The issue is the user-defined implicit conversion function template.
template<typename T>
operator T()
{
return data;
}
When the compiler considers the expression data["TestNode"], some implicit conversions need to take place. The compiler has two options:
Convert the const char [9] to a const std::string and call Setting &Setting::operator[](const std::string)
Convert the Setting to an int and call const char *operator[](int, const char *)
Both options involve an implicit conversion so the compiler can't decide which one is better. The compiler says that the call is ambiguous.

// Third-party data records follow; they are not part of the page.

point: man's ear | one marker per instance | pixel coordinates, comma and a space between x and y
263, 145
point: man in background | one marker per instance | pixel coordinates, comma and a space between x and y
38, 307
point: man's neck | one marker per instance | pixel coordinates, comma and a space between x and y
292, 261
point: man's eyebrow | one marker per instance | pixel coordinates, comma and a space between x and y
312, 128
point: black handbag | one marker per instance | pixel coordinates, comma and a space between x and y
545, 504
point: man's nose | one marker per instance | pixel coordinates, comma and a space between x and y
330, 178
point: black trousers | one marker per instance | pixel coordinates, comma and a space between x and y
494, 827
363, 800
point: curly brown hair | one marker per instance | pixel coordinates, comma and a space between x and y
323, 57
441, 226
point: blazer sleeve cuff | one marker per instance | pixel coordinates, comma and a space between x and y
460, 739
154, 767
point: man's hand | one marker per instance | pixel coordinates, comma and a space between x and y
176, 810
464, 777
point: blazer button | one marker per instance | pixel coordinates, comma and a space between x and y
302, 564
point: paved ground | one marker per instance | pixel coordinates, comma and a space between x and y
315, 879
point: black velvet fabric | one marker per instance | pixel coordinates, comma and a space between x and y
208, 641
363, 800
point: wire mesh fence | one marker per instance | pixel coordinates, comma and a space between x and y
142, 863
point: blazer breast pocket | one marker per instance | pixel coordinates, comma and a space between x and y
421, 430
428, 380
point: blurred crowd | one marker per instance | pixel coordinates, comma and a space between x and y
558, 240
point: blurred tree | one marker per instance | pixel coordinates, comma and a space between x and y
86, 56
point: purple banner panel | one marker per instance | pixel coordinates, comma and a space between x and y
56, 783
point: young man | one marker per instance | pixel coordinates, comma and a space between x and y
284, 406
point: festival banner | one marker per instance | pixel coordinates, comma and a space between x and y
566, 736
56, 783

There a few ways to get around this.
Option 1
Eliminate the implicit conversion from const char [9] to std::string. You can do this by making Setting::operator[] a template that accepts a reference to an array of characters (a reference to a string literal).
template <size_t Size>
Setting &operator[](const char (&key)[Size]);
Option 2
Eliminate the implicit conversion from Setting to int. You can do this by marking the user-defined conversion as explicit.
template <typename T>
explicit operator T() const;
This will require you to update the calling code to use direct initialization instead of copy initialization.
int x{data["TestNode"]};
Option 3
Eliminate the implicit conversion from Setting to int. Another way to do this is by removing the user-defined conversion entirely and using a function.
template <typename T>
T get() const;
Obviously, this will also require you to update the calling code.

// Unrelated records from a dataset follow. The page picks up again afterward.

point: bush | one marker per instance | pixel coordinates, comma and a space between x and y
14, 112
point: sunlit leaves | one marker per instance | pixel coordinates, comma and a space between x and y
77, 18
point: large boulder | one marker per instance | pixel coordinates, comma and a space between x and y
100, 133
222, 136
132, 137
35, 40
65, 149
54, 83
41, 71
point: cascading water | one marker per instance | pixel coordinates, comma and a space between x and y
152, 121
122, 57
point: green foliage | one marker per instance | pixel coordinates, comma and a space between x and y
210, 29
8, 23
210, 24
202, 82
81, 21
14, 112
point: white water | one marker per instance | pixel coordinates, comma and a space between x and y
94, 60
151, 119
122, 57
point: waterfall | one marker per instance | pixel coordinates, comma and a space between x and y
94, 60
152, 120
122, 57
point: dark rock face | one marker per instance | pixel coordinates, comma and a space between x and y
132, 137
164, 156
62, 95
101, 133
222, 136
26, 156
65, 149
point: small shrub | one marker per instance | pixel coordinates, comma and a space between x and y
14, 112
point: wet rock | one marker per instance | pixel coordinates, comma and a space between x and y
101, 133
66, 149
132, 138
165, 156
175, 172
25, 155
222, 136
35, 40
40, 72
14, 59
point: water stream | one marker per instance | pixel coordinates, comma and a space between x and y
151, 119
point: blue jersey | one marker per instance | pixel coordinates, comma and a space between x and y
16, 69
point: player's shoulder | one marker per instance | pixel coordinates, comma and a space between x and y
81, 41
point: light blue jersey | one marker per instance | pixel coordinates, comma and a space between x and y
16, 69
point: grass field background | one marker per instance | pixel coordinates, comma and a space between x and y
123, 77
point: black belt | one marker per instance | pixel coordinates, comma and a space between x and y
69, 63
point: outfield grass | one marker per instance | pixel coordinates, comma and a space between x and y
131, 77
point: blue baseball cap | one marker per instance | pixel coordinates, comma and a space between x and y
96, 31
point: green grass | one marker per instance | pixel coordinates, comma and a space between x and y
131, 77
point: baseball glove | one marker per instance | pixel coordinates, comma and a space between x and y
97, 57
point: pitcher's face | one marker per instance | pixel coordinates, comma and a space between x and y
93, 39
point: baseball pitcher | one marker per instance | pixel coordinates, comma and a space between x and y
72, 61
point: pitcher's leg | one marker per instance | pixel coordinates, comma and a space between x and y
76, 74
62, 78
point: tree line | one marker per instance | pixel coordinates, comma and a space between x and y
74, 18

int x = data["TestNode"].get<int>();
Some other notes
Some things I noticed about the code is that you didn't mark the user-defined conversion as const. If a member function does not modify the object, you should mark it as const to be able to use that function on a constant object. So put const after the parameter list:
template<typename T>
operator T() const {
return data;
}
Another thing I noticed was this:
std::shared_ptr<Setting>(new Setting())
Here you're mentioning Setting twice and doing two memory allocations when you could be doing one. It is preferable for code cleanliness and performance to do this instead:
std::make_shared<Setting>()
One more thing, I don't know enough about your design to make this decision myself but do you really need to use std::shared_ptr? I don't remember the last time I used std::shared_ptr as std::unique_ptr is much more efficient and seems to be enough in most situations. And really, do you need a pointer at all? Is there any reason for using std::shared_ptr<Setting> or std::unique_ptr<Setting> over Setting? Just something to think about.
Related
I am trying to write a simple class that will act as a complex<double> number when used in a context that warrants a complex number, otherwise it will act as a double (with the requirement that the imaginary part must be 0 when used this way)

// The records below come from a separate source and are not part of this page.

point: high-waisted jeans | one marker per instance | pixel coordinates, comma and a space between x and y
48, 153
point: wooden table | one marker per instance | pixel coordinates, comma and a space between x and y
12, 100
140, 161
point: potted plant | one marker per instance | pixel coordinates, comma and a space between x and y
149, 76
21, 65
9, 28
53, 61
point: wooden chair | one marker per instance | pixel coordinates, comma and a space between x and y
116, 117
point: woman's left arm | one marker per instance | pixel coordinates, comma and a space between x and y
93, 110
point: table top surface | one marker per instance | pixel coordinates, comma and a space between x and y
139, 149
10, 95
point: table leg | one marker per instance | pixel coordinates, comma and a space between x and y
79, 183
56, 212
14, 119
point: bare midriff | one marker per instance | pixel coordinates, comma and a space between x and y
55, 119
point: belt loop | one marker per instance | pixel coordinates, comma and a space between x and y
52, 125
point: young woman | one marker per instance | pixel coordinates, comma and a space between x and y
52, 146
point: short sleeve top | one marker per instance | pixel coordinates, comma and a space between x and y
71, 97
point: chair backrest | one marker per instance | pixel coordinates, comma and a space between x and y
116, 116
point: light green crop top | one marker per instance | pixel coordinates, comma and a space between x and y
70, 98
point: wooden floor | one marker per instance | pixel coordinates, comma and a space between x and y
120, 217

This is what I have so far:
class Sample
{
public:
Sample() {}
Sample(double real) : m_data(real) {}
Sample(double real, double imaginary) : m_data(real, imaginary) {}
operator std::complex<double>() const
{
return m_data;
}
operator double() const
{
assert(m_data.imag() == 0.0);
return m_data.real();
}
private:
std::complex<double> m_data;
};
This works great for most situations. Anytime this class is passed to a function that expects a complex number it will act as though it is a complex number. Anytime it is passed to a function that expects a double it will act as though it is a double.
The problem arises when I pass it to a function that will accept BOTH complex numbers and doubles. (for example std::arg). When I try to pass a Sample object to std::arg it doesn't know which conversion to use since both are technically valid.
In situations like this I want the complex conversion to be "preferred" and have it just pass it as a complex. Is there any way to make one user defined function preferred over another when both conversions would be technically acceptable?
I think in general it is impossible to write one conversion operator that will always be preferred to another conversion operator in the same class.
But if you need just to call std::arg with the argument of your class, then it already behaves as you expect preferring std::complex<double> over double:
#include <complex>
#include <iostream>
struct S {
operator std::complex<double>() const {
std::cout << "std::complex<double>";
return 2;
}
operator double() const {
std::cout << "double";
return 2;
}
};
int main() {
S s;
//(void)std::arg(s); //error: cannot deduce function template parameter
(void)std::arg<double>(s);
}
The program compiles and prints std::complex<double>. Demo: https://gcc.godbolt.org/z/dvxv17vvz
Please note that the call std::arg(s) is impossible because template parameter of std::complex<T> cannot be deduced from s. And std::arg<double>(s) prefers std::complex overload in all tested implementations of the standard library.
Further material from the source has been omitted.